Giving birth to three amazing, beautiful children was a dream come true for me. Adopting Abby in September 2002 was like the icing on the cake!

I know my adoption journey began when I was an 8-year-old second grader. My family did not have a lot of money, but we did have a great love for children. I had grown up with foster children in and out of my house as well as the houses of my neighbors. Helping those in need was a way of life for my mother. She implanted in me a desire to nurture and care for needy children. I can remember her saying her dream would be to run an orphanage. In second grade, I wanted to make my dream come to life. I wanted a sister. I prayed, cried, begged, and pleaded with my parents. Having no resources to do so, my dream would have to wait several years.

In 1990, I was blessed with my birth-daughter Ashley. She is a very giving, loving beautiful little girl. My son Jared was born in 1993, and Andrew followed in 1995. John and I had always prayed that we would have 3 healthy children, and God certainly answered that prayer. Yet, with all the pleasure and joy all three gave us I still felt my home was not complete. I cannot explain the feeling. I remember going to amusement parks and thinking it would be really nice if we had one more daughter. Ashley would have a best friend over and I would think, “Oh, this would be perfect if her mom would give her to me.” Ashley is not a loner. She and I would lie in bed and she would ask, “Mom, wonder why God never gave me a sister?” Some nights those questions turned to sobs.

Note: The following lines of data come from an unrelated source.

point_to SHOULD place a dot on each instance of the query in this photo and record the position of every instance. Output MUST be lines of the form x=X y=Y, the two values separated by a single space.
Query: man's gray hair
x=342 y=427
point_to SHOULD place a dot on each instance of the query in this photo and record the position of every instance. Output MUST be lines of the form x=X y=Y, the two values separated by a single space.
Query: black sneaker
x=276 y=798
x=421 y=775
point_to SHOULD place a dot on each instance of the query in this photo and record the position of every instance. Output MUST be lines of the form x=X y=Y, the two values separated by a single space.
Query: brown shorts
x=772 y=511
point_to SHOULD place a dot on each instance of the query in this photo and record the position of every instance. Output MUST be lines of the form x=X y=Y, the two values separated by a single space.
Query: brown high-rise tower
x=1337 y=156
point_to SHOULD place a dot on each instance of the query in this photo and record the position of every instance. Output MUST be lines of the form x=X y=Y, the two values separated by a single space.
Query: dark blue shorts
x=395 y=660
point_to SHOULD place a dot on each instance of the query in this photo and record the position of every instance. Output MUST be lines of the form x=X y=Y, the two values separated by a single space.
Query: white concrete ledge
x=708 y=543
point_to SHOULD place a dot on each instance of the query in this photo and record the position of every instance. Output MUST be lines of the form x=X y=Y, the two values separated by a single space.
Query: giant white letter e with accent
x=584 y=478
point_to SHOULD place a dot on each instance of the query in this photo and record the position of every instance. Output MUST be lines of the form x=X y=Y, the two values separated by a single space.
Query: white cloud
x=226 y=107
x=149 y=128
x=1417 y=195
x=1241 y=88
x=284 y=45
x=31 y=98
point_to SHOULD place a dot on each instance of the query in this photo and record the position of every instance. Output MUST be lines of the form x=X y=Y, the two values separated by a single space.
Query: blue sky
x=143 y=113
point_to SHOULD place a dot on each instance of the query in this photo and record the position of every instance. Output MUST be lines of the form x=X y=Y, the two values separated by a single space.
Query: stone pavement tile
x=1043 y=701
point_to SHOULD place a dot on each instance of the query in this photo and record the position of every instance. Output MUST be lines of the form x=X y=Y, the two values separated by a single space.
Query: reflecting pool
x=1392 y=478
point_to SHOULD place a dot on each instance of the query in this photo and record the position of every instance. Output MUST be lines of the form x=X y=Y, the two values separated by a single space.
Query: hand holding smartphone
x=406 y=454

Funny thing is I still harbored that dream of mine on the back burner of my heart. When Ashley was a small baby, I shared my desire to adopt with a friend of mine at church for the very first time. Amazingly, she shared it was also a dream of hers as well. Little did I know then that God would lead both of us down that trail and both of us to Bulgaria!

God’s timing is amazing! Both of John’s parents had passed away by the fall of 2000. We were in the process of beginning to sell their house when we were watching the news one evening as a special segment came on about an Atlanta family who had 3 biological children, and they had recently adopted 2 beautiful little children. Ashley and I were weeping at the end. At that moment, I felt God calling me to ask John about adopting. I cannot explain it other than it was a calling by God in His perfect timing. I looked at John who was crying as well and said, “Honey, if we sold that house, would you allow me to adopt a little girl?” Without even looking shocked John simply said, “Sure.” He is usually the reasonable, wise one in the family, and this simple answer surprised me, but it also gave Ashley and I the permission to begin searching for her sister!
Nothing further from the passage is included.